Should military veterans receive free medical marijuana ID cards? State Sen. Gary Farmer, a Democrat from Broward County, thinks so.

At a meeting of a Senate health care appropriations committee on Wednesday, Farmer told Gov. Ron DeSantis’s chief health-care budget writer that the state should give the identification cards free of charge to the 1.5 million-plus veterans living in Florida.
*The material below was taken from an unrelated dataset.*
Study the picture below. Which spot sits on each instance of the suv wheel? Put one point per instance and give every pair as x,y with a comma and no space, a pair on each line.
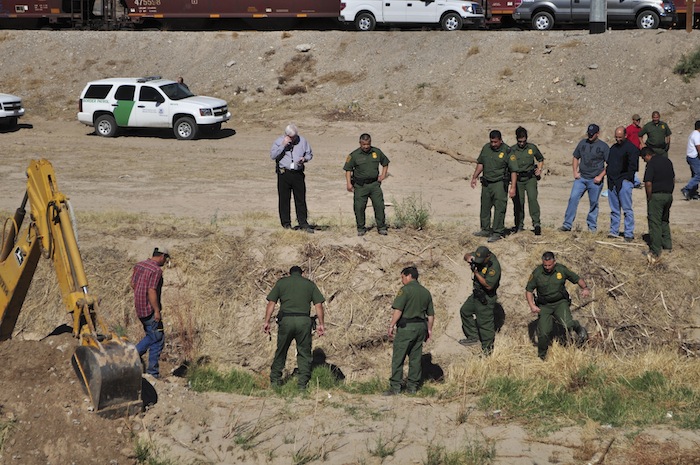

Currently, patients pay $75 a year for the identification cards, issued by the Department of Health.

DeSantis’s proposed $91.3 billion budget does not include a repeal of the annual fee, according to Mary Beth Vickers, the governor’s chief health-care budget writer. Farmer told The News Service of Florida that, while he doesn’t think any Floridians “should have to pay for the right for the eligibility to get legal medical treatment,” he is particularly worried that Florida veterans have to pay the $75 fee for the ID card.

That fee is in addition to other out-of-pocket costs associated with medical marijuana, including payments for doctor visits and the costs of the treatment itself.

“So many of our veterans are just struggling so much and I think many of them, frankly, aren’t even aware that this alternative treatment is there,” Farmer said.

In 2016, Florida voters overwhelmingly approved a constitutional amendment that legalized medical marijuana for a broad swath of patients with debilitating conditions, including post-traumatic stress disorder. Farmer maintains that fewer veterans would seek other prescriptions, such as potentially addictive pain medications, if medical marijuana is more readily available to them.

While they are both Republicans, DeSantis has taken a different approach to medical marijuana than his predecessor, former Gov. Rick Scott. DeSantis has given lawmakers until March 15 --- 10 days after the legislative session begins --- to do away with the state’s ban on smoking medical marijuana. If lawmakers don’t address the issue, DeSantis has said he will drop the state’s appeal of a ruling that the ban on smoking is unconstitutional.

Information provided by The News Service of Florida.